Email forwarding went to ImprovMX. Free tier.
The CDN and cache went to Fastly. Free tier — and not narrowly. I was doing 68k requests and 922MB a month on Cloudflare; Fastly’s free tier is a million requests and 100GB.
Object storage — the assets, the images, the things a CDN needs something to sit in front of — went to Garage, self-hosted, running on hardware I already own.
And web analytics went to a self-hosted Umami instance, running on the same hardware as Garage.
So: Garage behind Fastly, Route 53 doing the DNS, ImprovMX doing the mail, Porkbun holding the domain, Umami doing the analytics. Six things where there was one. And the total marginal cost of the entire arrangement, the price of routing around a company I’d have happily kept paying, is sixty cents a month to Amazon.
Sixty cents.
That’s the number that should bother Cloudflare and won’t. Not “self-hosting is free,” because it isn’t — the cost is real, it’s just denominated in evenings and operational surface and a DNS setup that’s now mine to keep alive. But the money part, the part their twenty-dollar wall was ostensibly protecting, collapsed to the price of a gas-station mint. The $20 was never recovering a cost. It was a gate, and the gate’s only function was to convert “I need help once” into “I pay forever.” The market’s honest answer to “what does this bundle cost to run” turned out to be sixty cents and some weekends.
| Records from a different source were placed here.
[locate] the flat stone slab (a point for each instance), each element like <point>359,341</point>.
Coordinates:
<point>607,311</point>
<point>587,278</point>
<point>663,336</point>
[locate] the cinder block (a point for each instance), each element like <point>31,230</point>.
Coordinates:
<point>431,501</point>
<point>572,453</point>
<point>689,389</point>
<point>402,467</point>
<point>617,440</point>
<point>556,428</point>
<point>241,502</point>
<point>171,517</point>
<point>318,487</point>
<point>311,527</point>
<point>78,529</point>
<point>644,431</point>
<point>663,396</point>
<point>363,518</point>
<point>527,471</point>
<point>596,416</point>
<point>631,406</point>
I jumped a twenty-dollar-a-month wall for sixty cents. I’d have paid the wall. It just wasn’t priced like a wall I was allowed to pay through once.
The migration took multiple weekends. I cut the nameservers over, waited for TTLs, watched Cloudflare keep believing it still owned the domain for a while. The stall was gone immediately.
All of this, reader, so you could read this post without a ten-second wait.